1000搬桌子

Moving Tables

Time Limit: 2000/1000 MS (Java/Others) Memory Limit: 65536/32768 K (Java/Others)
Total Submission(s): 9950 Accepted Submission(s): 3389

Description
The famous ACM (Advanced Computer Maker) Company has rented a floor of a building whose shape is in the following figure.

The floor has 200 rooms each on the north side and south side along the corridor. Recently the Company made a plan to reform its system. The reform includes moving a lot of tables between rooms. Because the corridor is narrow and all the tables are big, only one table can pass through the corridor. Some plan is needed to make the moving efficient. The manager figured out the following plan: Moving a table from a room to another room can be done within 10 minutes. When moving a table from room i to room j, the part of the corridor between the front of room i and the front of room j is used. So, during each 10 minutes, several moving between two rooms not sharing the same part of the corridor will be done simultaneously. To make it clear the manager illustrated the possible cases and impossible cases of simultaneous moving.

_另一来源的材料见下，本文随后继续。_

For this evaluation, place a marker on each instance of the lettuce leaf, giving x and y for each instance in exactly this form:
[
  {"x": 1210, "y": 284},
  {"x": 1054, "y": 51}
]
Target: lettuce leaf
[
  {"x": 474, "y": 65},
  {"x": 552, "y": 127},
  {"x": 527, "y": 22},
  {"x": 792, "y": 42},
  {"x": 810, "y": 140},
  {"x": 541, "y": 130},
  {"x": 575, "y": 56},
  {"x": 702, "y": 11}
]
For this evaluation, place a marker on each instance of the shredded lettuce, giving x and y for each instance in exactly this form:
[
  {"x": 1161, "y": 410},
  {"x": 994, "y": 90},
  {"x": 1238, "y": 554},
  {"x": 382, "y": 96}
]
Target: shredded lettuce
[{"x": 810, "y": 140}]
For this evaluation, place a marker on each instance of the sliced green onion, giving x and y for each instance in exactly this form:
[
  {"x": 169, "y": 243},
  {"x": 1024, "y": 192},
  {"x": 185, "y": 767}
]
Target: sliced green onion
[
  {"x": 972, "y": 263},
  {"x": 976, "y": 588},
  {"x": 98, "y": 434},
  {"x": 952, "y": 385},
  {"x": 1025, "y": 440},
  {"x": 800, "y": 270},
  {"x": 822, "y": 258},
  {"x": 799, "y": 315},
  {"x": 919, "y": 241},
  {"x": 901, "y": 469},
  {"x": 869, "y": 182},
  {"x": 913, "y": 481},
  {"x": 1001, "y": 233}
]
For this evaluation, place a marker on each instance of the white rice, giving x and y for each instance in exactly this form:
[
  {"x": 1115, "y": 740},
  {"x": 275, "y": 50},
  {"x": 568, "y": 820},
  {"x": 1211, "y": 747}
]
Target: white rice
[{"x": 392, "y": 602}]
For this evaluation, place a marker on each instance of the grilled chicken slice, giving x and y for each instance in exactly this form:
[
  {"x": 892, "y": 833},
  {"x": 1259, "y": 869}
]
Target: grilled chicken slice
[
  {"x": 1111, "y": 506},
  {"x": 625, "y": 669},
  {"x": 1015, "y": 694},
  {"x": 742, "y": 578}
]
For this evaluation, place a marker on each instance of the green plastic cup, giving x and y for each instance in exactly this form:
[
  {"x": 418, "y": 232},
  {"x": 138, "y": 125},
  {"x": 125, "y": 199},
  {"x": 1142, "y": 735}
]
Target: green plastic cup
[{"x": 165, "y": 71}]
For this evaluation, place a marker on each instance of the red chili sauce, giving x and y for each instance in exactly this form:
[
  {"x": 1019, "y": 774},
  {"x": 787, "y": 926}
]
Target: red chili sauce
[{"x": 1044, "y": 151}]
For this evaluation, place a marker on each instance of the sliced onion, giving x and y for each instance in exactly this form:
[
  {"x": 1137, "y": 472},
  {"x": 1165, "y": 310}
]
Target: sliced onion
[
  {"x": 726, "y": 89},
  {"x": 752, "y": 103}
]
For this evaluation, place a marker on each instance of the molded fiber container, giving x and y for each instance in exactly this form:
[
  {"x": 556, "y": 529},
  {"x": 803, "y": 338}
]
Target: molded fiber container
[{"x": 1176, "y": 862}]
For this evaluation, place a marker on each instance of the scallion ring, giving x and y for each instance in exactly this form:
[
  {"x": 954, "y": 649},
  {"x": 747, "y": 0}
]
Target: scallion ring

For each room, at most one table will be either moved in or moved out. Now, the manager seeks out a method to minimize the time to move all the tables. Your job is to write a program to solve the manager’s problem.

Input
The input consists of T test cases. The number of test cases ) (T is given in the first line of the input. Each test case begins with a line containing an integer N , 1<=N<=200 , that represents the number of tables to move. Each of the following N lines contains two positive integers s and t, representing that a table is to move from room number s to room number t (each room number appears at most once in the N lines). From the N+3-rd line, the remaining test cases are listed in the same manner as above.

Output
The output should contain the minimum time in minutes to complete the moving, one per line.

Sample Input
3
4
10 20
30 40
50 60
70 80
2
1 3
2 200
3
10 100
20 80
30 50

Sample Output
10
20
30

Source
HDU1050

大概题意：输入一组数，搬桌子，走廊两边各有200个房间，要从s房间搬到t房间，走廊一次只能走一张桌子，找一种方案是用时最短

解题思路形成过程：通过参考课件，以及在网上搜索答案获得思路，解题的关键是贪心算法，主要思路是：

将每个房间之间的 走廊作为一个统计单位，当所有的办公桌都搬运完成之后，看看这段走廊到底需要占用多少次？然后统计所有的走廊被占用的最大值 max，这个值就是要单独安排的搬运次数，乘以10就是总的搬运时间。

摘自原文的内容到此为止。